Step 3 — Log Replication via RPC

The leader persists commands by appending them to its log. It then replicates this entry to a majority of followers using AppendEntries. Followers append the entry, acknowledge the success, and the leader moves it to its commit index. If a majority acknowledges the entry, it is considered committed and safe.

func (l *RaftNode) AppendEntries(leaderTerm int, index int) (bool, error) {
    if leaderTerm != l.Term { return false, nil }
    l.Log[index] = data
    return true, nil
}

This function demonstrates the AppendEntries RPC where a leader proposes a change, and followers store it locally.

Step 4 — Commit Safety and Stability

A log entry is considered committed once a majority of nodes store it. The leader sends commit indices down to followers during heartbeats. Crucially, a leader will never overwrite a committed log entry, even if its local log becomes stale during an election. This guarantees that the state machine remains consistent across the cluster even after node failures and recoveries.
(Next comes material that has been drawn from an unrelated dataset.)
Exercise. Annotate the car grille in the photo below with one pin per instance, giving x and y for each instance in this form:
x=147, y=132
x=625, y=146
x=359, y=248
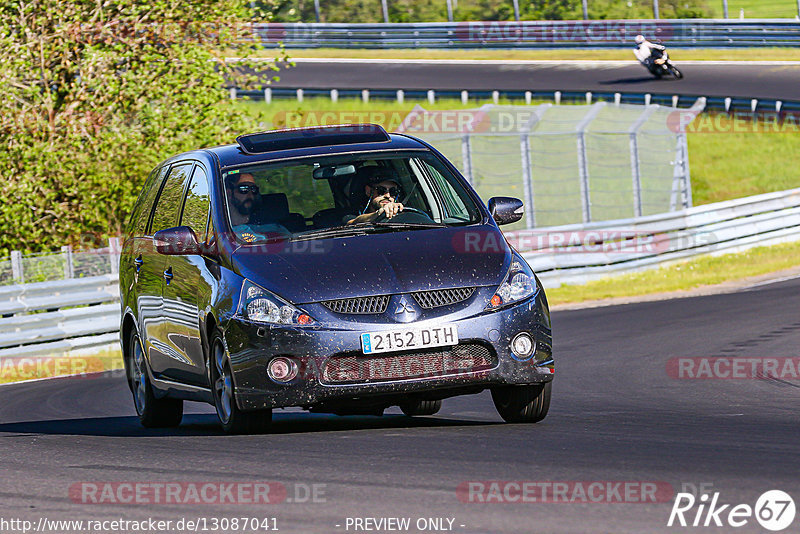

func (l *RaftNode) ApplyCommit(index int) {
    if index > l.CommittedIndex {
        l.CommittedIndex = index
        l.Apply(index)
    }
}

This ensures that only committed entries are executed by the state machine, preserving durability guarantees.

Key Takeaways

State Machine: Raft nodes transition between Follower, Candidate, and Leader based on received RPCs.
Election Safety: Leaders must have the most recent logs, preventing old terms from becoming leaders and maintaining order.
Log Consistency: Followers only accept entries from a current leader, ensuring global consistency.
Durability: Entries are durable once acknowledged by a majority before being applied to the state machine.
Safety First: Raft prioritizes data correctness over availability during partitions to prevent data loss.

What's Next?

Consider optimizing the heartbeat interval and election timeout to balance consistency and latency. Next, explore how to handle split-brain scenarios where multiple nodes elect themselves leader simultaneously. You should also investigate how Raft handles snapshot compression to manage large log sizes efficiently. Finally, compare Raft with other consensus algorithms to understand trade-offs in your specific architecture.